You can also solve fundamental problems. For example, if you consider the linear system Ax = b, it might not have exactly one solution, so we can translate this into the least squares system \min_{x \in \mathbb{R}^n} \| Ax - b \|_2^2; this still might not have a unique solution when A is singular, so we consider the minimum norm least squares problem: \min \{ \| x \|_2 \mid x \in \mathop{\mathrm{argmin}}\| A_x - b \|_2 \}.

SVD solves all of these simultaneously; set A = U \Sigma V^T; this means that we want \Sigma V^T x = U^T b; equivalently, we just need to solve \Sigma y = c, where b = Uc, x = Vy.

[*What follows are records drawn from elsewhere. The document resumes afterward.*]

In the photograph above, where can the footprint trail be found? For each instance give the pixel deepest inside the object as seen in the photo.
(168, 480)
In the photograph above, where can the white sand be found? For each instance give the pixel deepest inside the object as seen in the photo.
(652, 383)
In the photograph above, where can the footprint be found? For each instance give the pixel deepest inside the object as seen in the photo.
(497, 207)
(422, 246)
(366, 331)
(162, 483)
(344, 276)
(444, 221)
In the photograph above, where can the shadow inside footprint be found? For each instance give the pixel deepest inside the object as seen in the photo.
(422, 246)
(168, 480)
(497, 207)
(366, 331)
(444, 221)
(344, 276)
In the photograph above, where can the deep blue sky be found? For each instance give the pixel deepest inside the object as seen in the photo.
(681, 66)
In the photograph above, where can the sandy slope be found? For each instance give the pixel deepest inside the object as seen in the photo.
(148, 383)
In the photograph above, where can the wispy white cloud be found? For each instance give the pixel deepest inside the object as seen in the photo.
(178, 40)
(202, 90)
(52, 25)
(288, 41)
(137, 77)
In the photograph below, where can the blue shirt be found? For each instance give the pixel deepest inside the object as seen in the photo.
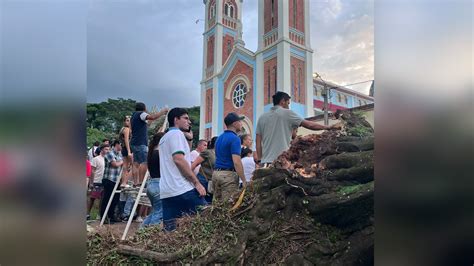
(227, 144)
(139, 129)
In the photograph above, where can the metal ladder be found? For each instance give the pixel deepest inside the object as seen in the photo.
(140, 191)
(135, 204)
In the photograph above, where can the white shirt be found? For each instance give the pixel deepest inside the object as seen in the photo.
(172, 183)
(98, 164)
(249, 166)
(194, 155)
(90, 154)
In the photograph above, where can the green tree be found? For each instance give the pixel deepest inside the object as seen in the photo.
(105, 119)
(108, 116)
(194, 115)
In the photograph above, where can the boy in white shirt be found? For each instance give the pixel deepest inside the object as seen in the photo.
(95, 181)
(248, 163)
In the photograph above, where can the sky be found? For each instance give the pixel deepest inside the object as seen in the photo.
(151, 50)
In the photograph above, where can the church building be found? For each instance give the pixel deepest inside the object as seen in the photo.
(235, 79)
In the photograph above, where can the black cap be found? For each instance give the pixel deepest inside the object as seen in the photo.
(231, 118)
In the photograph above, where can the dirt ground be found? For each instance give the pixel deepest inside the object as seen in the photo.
(115, 229)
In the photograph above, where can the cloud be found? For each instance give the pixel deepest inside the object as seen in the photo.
(344, 45)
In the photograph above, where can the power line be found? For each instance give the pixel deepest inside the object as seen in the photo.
(358, 83)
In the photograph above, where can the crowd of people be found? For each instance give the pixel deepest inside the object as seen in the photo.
(182, 181)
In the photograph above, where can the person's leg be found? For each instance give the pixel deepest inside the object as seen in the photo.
(137, 159)
(90, 203)
(128, 206)
(125, 173)
(217, 177)
(229, 185)
(191, 202)
(107, 193)
(153, 193)
(113, 205)
(205, 184)
(170, 212)
(142, 171)
(139, 156)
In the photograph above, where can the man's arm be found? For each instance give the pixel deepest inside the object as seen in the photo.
(197, 162)
(157, 115)
(294, 133)
(116, 163)
(186, 171)
(258, 146)
(126, 135)
(239, 168)
(91, 178)
(313, 125)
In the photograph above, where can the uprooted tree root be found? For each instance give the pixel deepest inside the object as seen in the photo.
(315, 206)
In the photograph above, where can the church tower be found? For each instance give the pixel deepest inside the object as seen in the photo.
(223, 30)
(235, 79)
(284, 56)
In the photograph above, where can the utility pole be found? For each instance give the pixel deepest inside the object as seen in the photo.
(325, 94)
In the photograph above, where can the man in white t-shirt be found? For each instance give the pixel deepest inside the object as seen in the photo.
(91, 152)
(248, 164)
(202, 146)
(180, 190)
(95, 181)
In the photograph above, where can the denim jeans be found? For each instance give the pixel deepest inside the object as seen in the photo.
(127, 209)
(108, 189)
(177, 206)
(205, 184)
(139, 153)
(153, 193)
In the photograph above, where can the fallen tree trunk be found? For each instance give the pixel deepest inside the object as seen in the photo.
(314, 206)
(148, 254)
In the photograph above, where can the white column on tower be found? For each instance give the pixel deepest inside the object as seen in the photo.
(215, 105)
(283, 50)
(260, 25)
(202, 112)
(308, 62)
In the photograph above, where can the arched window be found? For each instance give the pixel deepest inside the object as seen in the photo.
(239, 95)
(209, 107)
(273, 12)
(299, 84)
(293, 81)
(229, 47)
(212, 11)
(275, 77)
(269, 81)
(226, 9)
(231, 11)
(294, 13)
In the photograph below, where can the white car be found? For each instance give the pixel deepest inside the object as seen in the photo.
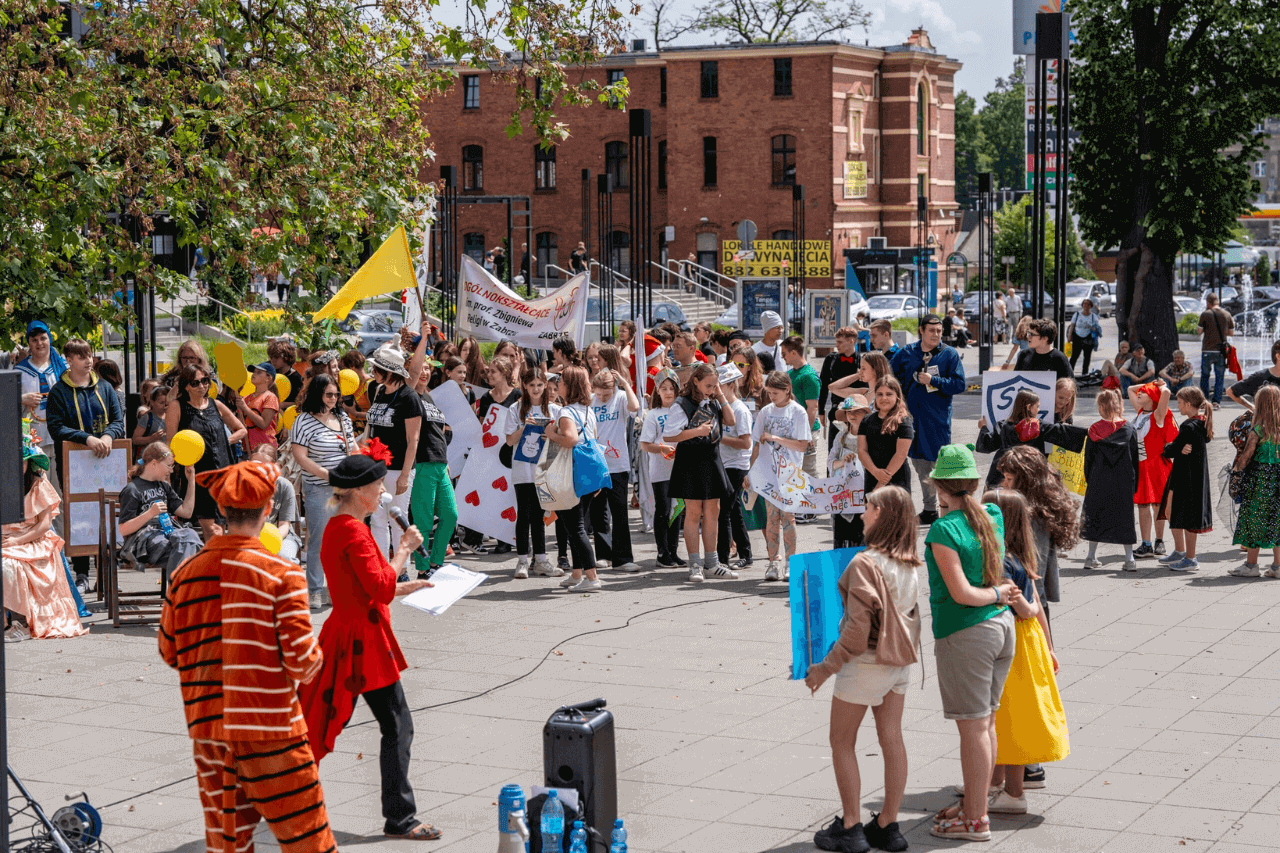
(894, 306)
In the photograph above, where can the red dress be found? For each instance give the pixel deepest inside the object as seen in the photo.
(360, 649)
(1153, 468)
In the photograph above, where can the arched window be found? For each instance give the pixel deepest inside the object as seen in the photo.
(922, 122)
(784, 160)
(616, 163)
(472, 245)
(472, 167)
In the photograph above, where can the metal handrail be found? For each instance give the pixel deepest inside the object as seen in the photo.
(716, 292)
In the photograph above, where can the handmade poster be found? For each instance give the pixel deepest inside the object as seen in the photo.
(462, 420)
(485, 496)
(1000, 388)
(817, 605)
(492, 311)
(784, 484)
(1070, 466)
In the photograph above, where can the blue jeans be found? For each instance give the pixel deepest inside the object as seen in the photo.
(1217, 363)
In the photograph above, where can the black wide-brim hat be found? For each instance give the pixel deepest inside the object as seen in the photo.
(356, 470)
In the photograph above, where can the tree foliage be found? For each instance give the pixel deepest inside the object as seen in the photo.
(272, 135)
(1161, 91)
(771, 21)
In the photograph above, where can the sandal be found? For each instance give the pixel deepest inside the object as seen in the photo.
(419, 833)
(964, 830)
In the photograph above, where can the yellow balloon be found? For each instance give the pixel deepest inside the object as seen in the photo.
(348, 382)
(272, 538)
(187, 446)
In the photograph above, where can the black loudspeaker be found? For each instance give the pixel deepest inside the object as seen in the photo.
(577, 752)
(10, 448)
(639, 122)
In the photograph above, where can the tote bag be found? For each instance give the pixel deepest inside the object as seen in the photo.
(590, 470)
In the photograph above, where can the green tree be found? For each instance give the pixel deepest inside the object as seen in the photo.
(769, 21)
(274, 136)
(1161, 90)
(1010, 241)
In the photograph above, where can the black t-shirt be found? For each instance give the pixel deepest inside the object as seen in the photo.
(432, 443)
(1054, 361)
(138, 495)
(1252, 384)
(882, 447)
(388, 413)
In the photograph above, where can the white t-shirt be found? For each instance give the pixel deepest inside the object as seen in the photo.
(732, 457)
(652, 432)
(524, 473)
(787, 422)
(611, 432)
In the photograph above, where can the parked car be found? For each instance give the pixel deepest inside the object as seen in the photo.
(894, 306)
(371, 328)
(1078, 291)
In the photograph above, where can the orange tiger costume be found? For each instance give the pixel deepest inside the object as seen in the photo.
(237, 628)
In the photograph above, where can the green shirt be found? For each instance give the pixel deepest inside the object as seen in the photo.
(805, 386)
(954, 532)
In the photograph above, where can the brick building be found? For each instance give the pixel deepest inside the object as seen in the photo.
(734, 127)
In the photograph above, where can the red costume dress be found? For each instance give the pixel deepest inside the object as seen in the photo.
(359, 647)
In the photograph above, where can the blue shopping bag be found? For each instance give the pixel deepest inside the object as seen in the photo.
(816, 605)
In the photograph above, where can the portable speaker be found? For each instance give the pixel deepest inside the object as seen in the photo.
(10, 448)
(577, 752)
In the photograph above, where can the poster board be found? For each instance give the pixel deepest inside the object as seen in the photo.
(83, 475)
(759, 295)
(824, 313)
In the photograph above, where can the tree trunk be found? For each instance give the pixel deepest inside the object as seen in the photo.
(1144, 296)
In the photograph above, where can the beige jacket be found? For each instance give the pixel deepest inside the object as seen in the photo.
(872, 620)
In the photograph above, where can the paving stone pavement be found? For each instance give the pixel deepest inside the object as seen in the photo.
(1171, 685)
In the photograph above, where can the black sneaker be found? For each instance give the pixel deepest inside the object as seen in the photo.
(883, 838)
(1033, 776)
(837, 838)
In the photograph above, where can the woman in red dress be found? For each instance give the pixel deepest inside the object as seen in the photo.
(361, 656)
(1156, 427)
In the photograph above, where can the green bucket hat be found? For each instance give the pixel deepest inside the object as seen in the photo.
(955, 463)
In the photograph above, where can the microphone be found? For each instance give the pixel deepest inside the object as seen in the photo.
(402, 520)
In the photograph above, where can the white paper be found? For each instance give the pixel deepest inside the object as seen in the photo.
(452, 582)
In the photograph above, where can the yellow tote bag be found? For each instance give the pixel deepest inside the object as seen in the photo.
(1031, 724)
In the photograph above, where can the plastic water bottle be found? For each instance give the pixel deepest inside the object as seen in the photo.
(577, 839)
(553, 824)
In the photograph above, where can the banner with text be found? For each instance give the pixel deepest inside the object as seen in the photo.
(492, 311)
(775, 258)
(785, 486)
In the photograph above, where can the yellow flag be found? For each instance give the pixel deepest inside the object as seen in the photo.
(389, 270)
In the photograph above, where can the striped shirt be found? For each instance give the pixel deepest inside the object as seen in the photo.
(237, 626)
(325, 446)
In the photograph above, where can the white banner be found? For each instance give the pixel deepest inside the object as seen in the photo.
(489, 310)
(785, 486)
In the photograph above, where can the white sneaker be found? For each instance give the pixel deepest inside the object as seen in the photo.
(543, 566)
(1002, 803)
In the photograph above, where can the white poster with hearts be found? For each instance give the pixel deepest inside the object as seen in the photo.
(485, 497)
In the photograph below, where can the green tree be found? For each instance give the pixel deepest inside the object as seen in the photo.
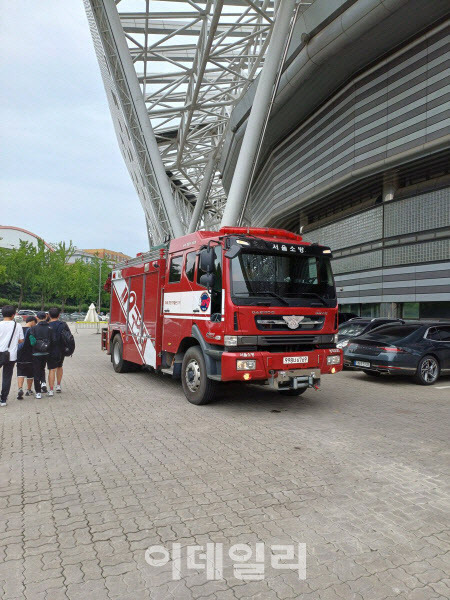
(60, 272)
(80, 282)
(44, 280)
(21, 266)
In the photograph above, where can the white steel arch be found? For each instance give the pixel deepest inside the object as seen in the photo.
(187, 64)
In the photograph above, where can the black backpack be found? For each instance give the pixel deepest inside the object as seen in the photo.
(67, 341)
(44, 338)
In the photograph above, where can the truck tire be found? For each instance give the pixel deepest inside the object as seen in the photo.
(119, 364)
(292, 392)
(428, 370)
(197, 388)
(372, 373)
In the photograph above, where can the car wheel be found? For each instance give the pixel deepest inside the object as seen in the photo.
(372, 373)
(197, 387)
(292, 392)
(119, 364)
(427, 370)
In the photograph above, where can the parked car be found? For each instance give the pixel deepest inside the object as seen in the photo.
(420, 349)
(77, 316)
(343, 317)
(21, 315)
(360, 326)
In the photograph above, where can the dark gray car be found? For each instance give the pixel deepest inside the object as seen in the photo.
(418, 349)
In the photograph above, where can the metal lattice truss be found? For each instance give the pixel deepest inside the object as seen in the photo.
(193, 62)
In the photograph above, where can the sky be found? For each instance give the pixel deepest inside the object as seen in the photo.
(62, 175)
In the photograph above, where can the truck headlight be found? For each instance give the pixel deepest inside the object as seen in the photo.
(334, 359)
(246, 365)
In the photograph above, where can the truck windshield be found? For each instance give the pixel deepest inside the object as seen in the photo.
(282, 280)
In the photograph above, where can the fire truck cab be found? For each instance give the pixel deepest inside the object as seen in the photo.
(243, 304)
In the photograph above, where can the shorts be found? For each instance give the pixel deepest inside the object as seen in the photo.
(55, 362)
(25, 370)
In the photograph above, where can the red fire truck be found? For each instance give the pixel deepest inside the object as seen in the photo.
(243, 304)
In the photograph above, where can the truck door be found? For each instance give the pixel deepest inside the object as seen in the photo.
(132, 349)
(214, 323)
(151, 315)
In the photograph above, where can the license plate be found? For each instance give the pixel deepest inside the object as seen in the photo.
(295, 360)
(362, 363)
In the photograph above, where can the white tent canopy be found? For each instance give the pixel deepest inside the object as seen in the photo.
(91, 316)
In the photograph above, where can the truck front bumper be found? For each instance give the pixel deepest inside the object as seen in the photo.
(281, 369)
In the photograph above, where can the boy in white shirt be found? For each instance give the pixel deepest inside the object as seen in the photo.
(10, 337)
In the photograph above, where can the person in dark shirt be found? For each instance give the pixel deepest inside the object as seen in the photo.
(56, 360)
(25, 360)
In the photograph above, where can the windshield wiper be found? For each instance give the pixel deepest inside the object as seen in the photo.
(269, 293)
(313, 295)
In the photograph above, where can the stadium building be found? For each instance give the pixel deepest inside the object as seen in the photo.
(356, 151)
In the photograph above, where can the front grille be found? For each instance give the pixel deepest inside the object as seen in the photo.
(277, 323)
(362, 349)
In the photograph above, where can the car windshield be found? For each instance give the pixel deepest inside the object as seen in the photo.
(282, 279)
(352, 329)
(392, 333)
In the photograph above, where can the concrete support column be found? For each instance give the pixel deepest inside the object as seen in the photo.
(390, 185)
(391, 310)
(203, 193)
(261, 103)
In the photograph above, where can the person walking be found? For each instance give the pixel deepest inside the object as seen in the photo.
(60, 331)
(41, 340)
(10, 337)
(25, 360)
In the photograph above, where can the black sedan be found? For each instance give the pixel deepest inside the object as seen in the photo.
(360, 326)
(418, 349)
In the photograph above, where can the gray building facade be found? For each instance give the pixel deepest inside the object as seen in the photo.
(367, 170)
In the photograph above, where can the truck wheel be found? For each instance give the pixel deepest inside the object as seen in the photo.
(292, 392)
(197, 388)
(372, 373)
(427, 370)
(119, 364)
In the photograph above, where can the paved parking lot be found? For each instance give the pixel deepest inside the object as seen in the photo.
(90, 479)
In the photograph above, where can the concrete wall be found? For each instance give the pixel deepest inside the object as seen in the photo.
(397, 112)
(396, 252)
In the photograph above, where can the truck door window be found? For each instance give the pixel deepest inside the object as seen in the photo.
(176, 264)
(216, 292)
(190, 265)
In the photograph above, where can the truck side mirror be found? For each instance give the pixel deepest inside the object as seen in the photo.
(206, 262)
(208, 280)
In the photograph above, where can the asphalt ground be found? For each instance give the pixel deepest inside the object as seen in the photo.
(358, 472)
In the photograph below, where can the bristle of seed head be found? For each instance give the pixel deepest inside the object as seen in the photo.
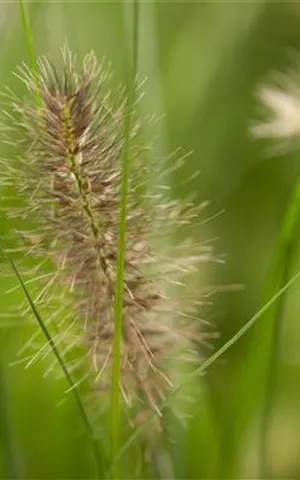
(70, 177)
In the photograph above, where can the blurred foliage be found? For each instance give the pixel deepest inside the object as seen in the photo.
(203, 62)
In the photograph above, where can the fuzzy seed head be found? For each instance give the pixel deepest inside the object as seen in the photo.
(70, 177)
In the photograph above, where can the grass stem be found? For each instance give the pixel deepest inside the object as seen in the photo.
(281, 267)
(118, 306)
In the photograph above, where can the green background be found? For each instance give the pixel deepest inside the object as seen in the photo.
(203, 62)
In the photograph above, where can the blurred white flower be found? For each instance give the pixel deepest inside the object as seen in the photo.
(284, 114)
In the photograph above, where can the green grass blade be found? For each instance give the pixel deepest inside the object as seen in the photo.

But this is trivial since \Sigma is diagonal.

We could define the pseudoinverse of A to be A^+ to be the matrix A^+ that sends any b to the minimum norm least squares solution of Ax = b.

Prop: A^+ is just V \Sigma^{-1} U^*, where by \Sigma^{-1} is just gotten by flipping all the nonzero diagonal elements.

Proof: Clear.

Def: In general, the pseudoinverse or Moore-Penrose inverse of A \in K^{m \times n} is a matrix X \in K^{n \times m} that satisfies

• (AX)^{*} = AX,
• (XA)^* = XA,
• AXA = A,
• XAX = X.

Prop: The above gives a unique matrix and is in fact the same as A^+ from earlier.

Prop: There following statements are true.

• A^+A and AA^+ are not necessarily I.
• If A has full column rank A^+ = (A^*A)^{-1}A.
• If A has full row rank, A^+ = A^*(AA^*)^{-1}.